Dies lässt sich durch die Cognitive-Load Theorie erklären. Sie besagt in vereinfachter Form,
dass die Kapazität des Arbeitsgedächtnisses begrenzt ist und das Lernen daher erleichtert,
werden kann, wenn bedeutsame Aspekte betont und irrelevante Informationen weggelassen
werden. Es gibt 3 Arten von Cognitive Load: (siehe Bild)

Üben:
Das Üben, das Training und die Automatisierung von Fähigkeiten und Informationen ist
sehr wichtig.

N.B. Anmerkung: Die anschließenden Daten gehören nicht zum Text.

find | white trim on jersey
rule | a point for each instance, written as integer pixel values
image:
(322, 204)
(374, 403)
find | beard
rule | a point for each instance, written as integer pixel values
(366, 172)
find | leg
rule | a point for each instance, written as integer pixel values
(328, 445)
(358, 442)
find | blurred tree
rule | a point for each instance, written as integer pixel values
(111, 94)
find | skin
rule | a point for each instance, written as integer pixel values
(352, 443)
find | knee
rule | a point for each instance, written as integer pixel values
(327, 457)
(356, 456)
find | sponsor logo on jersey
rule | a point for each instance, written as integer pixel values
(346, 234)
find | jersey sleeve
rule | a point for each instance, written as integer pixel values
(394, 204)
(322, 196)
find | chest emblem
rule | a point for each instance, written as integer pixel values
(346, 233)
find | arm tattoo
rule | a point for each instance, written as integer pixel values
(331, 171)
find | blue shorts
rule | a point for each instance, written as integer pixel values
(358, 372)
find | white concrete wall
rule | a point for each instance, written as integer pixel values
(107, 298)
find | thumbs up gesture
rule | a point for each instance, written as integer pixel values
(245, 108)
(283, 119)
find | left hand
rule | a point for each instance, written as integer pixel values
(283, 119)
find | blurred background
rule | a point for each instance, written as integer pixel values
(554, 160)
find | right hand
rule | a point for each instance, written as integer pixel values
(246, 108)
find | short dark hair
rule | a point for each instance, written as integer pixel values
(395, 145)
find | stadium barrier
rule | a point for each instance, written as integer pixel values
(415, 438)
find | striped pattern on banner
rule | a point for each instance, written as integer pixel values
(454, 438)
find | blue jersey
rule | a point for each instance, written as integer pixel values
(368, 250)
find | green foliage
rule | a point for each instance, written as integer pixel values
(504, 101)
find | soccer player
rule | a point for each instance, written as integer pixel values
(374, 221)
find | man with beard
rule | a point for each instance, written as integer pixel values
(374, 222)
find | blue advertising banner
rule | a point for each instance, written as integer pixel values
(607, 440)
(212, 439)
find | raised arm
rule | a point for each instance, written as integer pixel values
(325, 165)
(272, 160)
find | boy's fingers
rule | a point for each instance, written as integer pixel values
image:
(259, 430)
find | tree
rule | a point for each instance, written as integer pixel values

Damit Wissensbausteine und Kompetenzen dauerhaft zur Verfügung stehen
und ohne großen kognitiven Aufwand abgerufen bzw. angewandt werden können, spielen
Übungsprozesse in schulischen Kontexten eine wichtige Rolle.
Durch Üben können nicht nur prozedurale Fertigkeiten gefördert werden, es kann auch das
konzeptuelles Verständnis gesteigert werden.
Möglichkeiten um Erfolgreich Üben zu können:
- verteiltes Üben, bei dem die Übungsinhalte auf einen längeren Zeitraum verteilt werden
- verschiedene Wissensbereiche sollen beim Üben miteinander verschachtelt werden
- es effektiver ist, nach einer Erarbeitungsphase sein Wissen (selbst) zu testen als die Inhalte
noch einmal durchzuarbeiten und zu wiederholen
- Übungsaufgaben sollen Herausfordernd sein, und Variation beinhalten

Zusammenfassung: Wichtig für die Unterrichtsqualität sind:


 eine fachlich korrekte, kohärente und begrifflich gut strukturierte Auswahl und
Aufbereitung von Unterrichtsinhalten
 Unterricht ist nicht denkbar und kann vor allem nicht systematisch trainiert werden ohne
gut bewährte Unterrichtsmethoden, die flexibel eingesetzt werden. z.B.:
Scaffolding explizites Lehren von Strategien, Formen des strukturierten kooperativen
Lernens, lernbegleitende Diagnostik und Feedback
 Unterrichtqualität entscheidet sich aber letztlich daran, WIE Inhalte und Methoden im
Unterricht ausgewählt, sequenziert und umgesetzt werden. Die „Orchestrierung“ dieser
Komponenten ist eine hoch komplexe Tätigkeit, deren Qualität im Kern von den
generischen Grunddimensionen bestimmt wird: Klassenführung, Konstruktive
Unterstützung und Kognitive Aktivierung.